[Essai] Sortir ensemble du chaos politique

Deux jeunes youtubeurs, Tatiana Ventôse et Greg Tabibian, se lancent activement en politique à travers la création du « Mouvement V » et la publication d’un essai détonant chez Plon : Jusqu’ici tout va (très) mal. Leur ambition ? Encourager les Français à remettre le pays en ordre avant qu’il ne soit trop tard.

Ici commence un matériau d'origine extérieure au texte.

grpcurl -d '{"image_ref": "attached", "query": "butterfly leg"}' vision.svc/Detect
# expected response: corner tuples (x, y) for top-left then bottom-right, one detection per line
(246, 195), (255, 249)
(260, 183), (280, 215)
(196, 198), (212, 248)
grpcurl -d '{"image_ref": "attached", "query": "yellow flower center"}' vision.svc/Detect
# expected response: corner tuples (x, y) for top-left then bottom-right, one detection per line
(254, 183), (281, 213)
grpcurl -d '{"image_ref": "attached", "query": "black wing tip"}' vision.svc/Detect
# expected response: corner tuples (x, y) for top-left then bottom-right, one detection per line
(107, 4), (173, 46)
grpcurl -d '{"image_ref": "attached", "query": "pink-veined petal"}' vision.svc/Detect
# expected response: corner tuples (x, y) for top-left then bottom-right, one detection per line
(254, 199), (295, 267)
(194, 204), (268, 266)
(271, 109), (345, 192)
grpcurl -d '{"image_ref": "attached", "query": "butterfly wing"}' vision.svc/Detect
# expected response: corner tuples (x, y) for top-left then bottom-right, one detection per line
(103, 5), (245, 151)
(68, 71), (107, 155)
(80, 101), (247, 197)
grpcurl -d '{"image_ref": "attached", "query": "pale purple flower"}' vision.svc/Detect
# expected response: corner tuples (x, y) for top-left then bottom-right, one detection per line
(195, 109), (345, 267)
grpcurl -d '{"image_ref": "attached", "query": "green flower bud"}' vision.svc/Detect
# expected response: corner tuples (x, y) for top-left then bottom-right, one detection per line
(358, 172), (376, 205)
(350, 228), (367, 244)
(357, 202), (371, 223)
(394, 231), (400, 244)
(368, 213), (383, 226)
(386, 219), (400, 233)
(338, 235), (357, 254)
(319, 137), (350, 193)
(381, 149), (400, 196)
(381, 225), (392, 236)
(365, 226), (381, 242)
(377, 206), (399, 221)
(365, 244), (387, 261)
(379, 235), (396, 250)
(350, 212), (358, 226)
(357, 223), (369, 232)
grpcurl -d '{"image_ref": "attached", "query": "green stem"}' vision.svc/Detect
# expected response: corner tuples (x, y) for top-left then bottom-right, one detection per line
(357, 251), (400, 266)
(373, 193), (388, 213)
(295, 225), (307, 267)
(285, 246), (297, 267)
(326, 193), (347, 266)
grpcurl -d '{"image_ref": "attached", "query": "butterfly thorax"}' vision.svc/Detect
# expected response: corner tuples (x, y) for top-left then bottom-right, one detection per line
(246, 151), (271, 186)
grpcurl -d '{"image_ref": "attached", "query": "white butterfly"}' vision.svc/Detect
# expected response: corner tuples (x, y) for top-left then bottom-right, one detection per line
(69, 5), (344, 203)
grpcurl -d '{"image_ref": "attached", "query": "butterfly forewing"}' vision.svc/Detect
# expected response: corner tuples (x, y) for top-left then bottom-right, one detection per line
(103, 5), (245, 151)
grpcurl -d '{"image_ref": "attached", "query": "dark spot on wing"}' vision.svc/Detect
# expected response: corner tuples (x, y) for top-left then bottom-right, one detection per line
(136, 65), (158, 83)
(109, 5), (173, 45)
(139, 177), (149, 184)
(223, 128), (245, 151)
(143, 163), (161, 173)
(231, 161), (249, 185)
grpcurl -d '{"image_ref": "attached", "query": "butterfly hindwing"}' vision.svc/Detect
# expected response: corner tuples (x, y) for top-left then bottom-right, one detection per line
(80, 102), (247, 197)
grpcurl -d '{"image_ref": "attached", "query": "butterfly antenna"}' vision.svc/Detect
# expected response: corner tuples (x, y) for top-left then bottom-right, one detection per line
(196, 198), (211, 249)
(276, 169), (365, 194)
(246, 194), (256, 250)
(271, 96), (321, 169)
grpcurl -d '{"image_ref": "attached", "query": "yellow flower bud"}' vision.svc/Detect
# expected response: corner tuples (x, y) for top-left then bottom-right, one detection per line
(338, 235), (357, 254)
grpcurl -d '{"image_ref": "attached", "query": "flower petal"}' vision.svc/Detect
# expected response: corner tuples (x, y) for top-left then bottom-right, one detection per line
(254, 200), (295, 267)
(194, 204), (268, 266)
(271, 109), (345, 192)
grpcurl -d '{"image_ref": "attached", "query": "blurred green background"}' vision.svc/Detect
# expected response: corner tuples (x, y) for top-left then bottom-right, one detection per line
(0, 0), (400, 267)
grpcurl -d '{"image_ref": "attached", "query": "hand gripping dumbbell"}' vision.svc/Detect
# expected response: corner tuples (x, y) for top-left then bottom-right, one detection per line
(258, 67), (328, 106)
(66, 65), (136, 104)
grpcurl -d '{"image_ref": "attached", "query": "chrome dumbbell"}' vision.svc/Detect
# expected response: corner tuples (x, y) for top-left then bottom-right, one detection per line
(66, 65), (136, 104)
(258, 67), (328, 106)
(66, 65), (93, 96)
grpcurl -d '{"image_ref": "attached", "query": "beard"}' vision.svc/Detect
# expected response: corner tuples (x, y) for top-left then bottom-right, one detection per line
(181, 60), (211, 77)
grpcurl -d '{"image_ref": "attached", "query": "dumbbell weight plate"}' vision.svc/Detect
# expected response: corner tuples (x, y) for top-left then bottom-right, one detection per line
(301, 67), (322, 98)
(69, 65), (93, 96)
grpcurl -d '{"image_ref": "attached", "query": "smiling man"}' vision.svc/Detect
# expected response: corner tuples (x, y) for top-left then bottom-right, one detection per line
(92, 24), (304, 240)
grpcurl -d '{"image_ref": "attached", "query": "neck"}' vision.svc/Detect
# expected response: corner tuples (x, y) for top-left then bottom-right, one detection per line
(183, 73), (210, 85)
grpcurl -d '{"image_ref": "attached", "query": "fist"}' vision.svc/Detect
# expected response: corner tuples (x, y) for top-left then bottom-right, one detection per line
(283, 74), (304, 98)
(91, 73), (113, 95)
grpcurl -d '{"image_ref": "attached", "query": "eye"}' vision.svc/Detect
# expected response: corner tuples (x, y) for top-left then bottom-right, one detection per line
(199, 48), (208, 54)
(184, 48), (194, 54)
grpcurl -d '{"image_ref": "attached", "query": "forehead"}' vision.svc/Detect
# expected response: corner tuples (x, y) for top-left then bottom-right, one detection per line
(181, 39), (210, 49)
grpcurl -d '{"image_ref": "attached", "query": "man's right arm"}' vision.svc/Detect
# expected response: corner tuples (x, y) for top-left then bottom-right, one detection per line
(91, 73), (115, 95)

Vous ne trouverez nulle trace, à travers les pages de recension littéraire des grands médias nationaux, du livre publié début mars par Tatiana Ventôse et Greg Tabibian, malgré la notoriété de leur éditeur, Plon. Sans doute les Jean-Michel Aphatie, les Christophe Barbier et les Brice Couturier de France et de Navarre, drapés dans leurs certitudes libérales, ne daigneront pas même feuilleter l’ouvrage de deux youtubeurs dont l’audience cumulée devrait pourtant les amener à réfléchir (presque 101 000 abonnés pour Tatiana, 169 000 pour Greg)… Au diable la critique parisienne ! Jusqu’ici tout va (très) mal s’adresse d’abord à celles et ceux qui subissent les politiques de tous les gouvernements depuis quarante ans, à ces Français menés en bateau, progressivement dépouillés de leurs droits sociaux, de leur pouvoir d’achat et bientôt (au train où vont les choses) de leur droit à la parole.

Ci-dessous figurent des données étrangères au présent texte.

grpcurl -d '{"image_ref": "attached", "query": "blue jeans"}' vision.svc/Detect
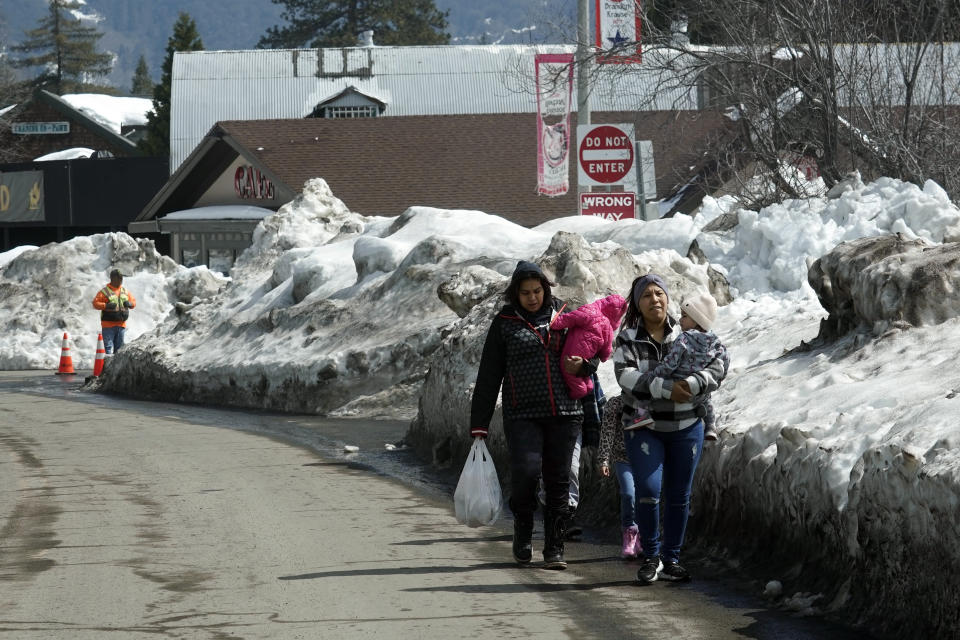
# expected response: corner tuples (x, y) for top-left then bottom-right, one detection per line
(624, 420), (703, 562)
(613, 462), (637, 529)
(100, 327), (126, 355)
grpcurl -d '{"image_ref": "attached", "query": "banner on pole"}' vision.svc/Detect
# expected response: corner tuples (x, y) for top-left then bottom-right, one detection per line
(594, 0), (641, 64)
(534, 53), (573, 196)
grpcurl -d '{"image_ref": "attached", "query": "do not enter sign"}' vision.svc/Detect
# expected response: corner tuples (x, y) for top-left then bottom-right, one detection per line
(577, 124), (637, 184)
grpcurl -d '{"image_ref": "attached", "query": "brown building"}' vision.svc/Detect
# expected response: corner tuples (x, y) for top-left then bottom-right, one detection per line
(0, 89), (144, 163)
(0, 90), (168, 251)
(130, 111), (728, 264)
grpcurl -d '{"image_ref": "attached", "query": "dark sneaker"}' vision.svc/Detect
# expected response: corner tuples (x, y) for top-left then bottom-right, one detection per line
(637, 557), (663, 584)
(660, 561), (690, 582)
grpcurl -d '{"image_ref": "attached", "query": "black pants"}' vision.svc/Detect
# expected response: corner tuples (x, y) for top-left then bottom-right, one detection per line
(504, 416), (583, 514)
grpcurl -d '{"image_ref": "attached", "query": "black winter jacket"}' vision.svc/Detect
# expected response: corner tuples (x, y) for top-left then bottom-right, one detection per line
(470, 298), (583, 427)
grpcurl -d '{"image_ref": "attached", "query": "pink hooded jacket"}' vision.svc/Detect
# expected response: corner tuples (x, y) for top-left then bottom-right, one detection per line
(550, 294), (627, 399)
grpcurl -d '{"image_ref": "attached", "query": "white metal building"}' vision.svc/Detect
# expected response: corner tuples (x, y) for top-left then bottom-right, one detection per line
(170, 45), (698, 172)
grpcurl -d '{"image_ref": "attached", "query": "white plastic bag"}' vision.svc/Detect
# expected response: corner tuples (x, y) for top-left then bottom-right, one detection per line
(453, 438), (502, 527)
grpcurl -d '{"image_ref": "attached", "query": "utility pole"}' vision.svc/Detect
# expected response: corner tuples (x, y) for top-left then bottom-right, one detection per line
(573, 0), (591, 193)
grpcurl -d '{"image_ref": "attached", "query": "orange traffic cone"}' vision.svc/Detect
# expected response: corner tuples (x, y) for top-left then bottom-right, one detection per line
(57, 332), (76, 375)
(93, 333), (107, 376)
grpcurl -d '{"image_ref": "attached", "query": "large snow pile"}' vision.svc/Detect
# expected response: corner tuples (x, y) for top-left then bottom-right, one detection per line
(0, 233), (224, 370)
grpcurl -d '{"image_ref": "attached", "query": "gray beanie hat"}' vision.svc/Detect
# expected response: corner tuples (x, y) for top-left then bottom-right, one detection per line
(680, 293), (717, 331)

Les deux enfants terribles de YouTube restent fidèles à l’univers des réseaux sociaux dans lequel s’est étendue leur influence. Ils savent ce qu’ils lui doivent. Leurs propos se ponctuent donc de reproductions de tweets parodiques et de messages Facebook détournés, bourrés d’émoticônes, pondus par des internautes stéréotypés incarnant ces militants bornés qui contribuent malgré eux à la paralysie de la démocratie. Leur vécu et leurs références (Kaamelott, le Joueur du Grenier, les mèmes du web…) sont aussi celles de la génération Y, à laquelle incombe de renverser l’ordre injuste qui ne sert plus que les intérêts privés. Alors, ils assument de se « vautrer dans le populimse (sic) » puisqu’il importe avant tout de combattre pour que la politique recolle au réel, quelle redevienne la poursuite de l’intérêt commun.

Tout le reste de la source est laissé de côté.